The Dead Romantics
Ashley Poston
To every author who asked us to believe in Happily Ever Afters
A Buried Story
IN THE BACK-LEFT corner of the Days Gone Funeral Home, underneath a loose floorboard, there was a metal box with a bunch of old journals inside. To anyone who found them, the scribbles looked like some teenager venting her sexual frustrations with Lestat or that one guy from The X-Files.
And, if you didn’t mind ghosts and vampires and blood oaths and leather pants and true love, the stories were quite good.
You could wonder why someone would shove journals full of smutty fan fiction underneath the floorboard of a century-old funeral home, but never question the mind of a teenager. You wouldn’t get very far.
I hid them there because—well—I just did, okay? Because when I left for college, I wanted to bury that part of me—that dark, weird Addams Family side—and what was a more fitting place than a funeral home?
And I almost succeeded, too.
1
The Ghostwriter
EVERY GOOD STORY has a few secrets.
At least, that’s what I’ve been told. Sometimes they’re secrets about love, secrets about family, secrets about murder—some so inconsequential they barely feel like secrets at all, but monumental to the person keeping them. Every person has a secret. Every secret has a story.
And in my head, every story has a happy ending.
If I were the heroine in a story, I would tell you that I had three secrets.
One, I hadn’t washed my hair in four days.
Two, my family owned a funeral home.
And three, I was the ghostwriter of mega-bestselling, critically acclaimed romance novelist Ann Nichols.
And I was sorely late for a meeting.
“Hold the door!” I shouted, bypassing the security personnel at the front desk, and sprinting toward the elevators.
“Miss!” the befuddled security guard shouted after me. “You have to check in! You can’t just—”
“Florence Day! Falcon House Publishers! Call up to Erin and she’ll approve me!” I tossed over my shoulder, and slid into one of the elevators, cactus in tow.
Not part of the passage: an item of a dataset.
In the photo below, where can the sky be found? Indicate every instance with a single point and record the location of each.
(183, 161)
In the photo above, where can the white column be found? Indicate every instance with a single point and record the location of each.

As the doors closed, a graying man in a sharp business suit eyed the plant in question.
“A gift to butter up my new editor,” I told him, because I wasn’t someone who just carried around small succulents wherever she went. “God knows it’s not for me. I kill everything I touch, including three cactuses—cacti?—already.”
The man coughed into his hand and angled himself away from me. The woman on the other side said, as if to console me, “That’s lovely, dear.”
Which meant that this was a terrible gift. I mean, I figured it was, but I had been stranded for too long on the platform waiting for the B train, having a small panic attack with my brother on the phone, when a little old lady with rollers in her hair tottered by selling cacti for like a dollar a pop and I bought things when I was nervous. Mainly books but—I guess now I bought houseplants, too.
The guy in the business suit got off on the twentieth floor, and the woman who held the elevator left on the twenty-seventh. I took a peek into their worlds before the doors closed again, immaculate white carpet or buffed wooden floors and glass cases where old books sat idly. There were quite a few publishers in the building, both online and in print, and there was even a newspaper on one of the floors. I could’ve been in the elevator with the editor for Nora Roberts for all I knew.
Whenever I came to visit the offices, I was always hyperaware of how people took one look at me—in my squeaky flats and darned hose and too-big plaid overcoat—and came to the conclusion that I was not tall enough to ride this ride.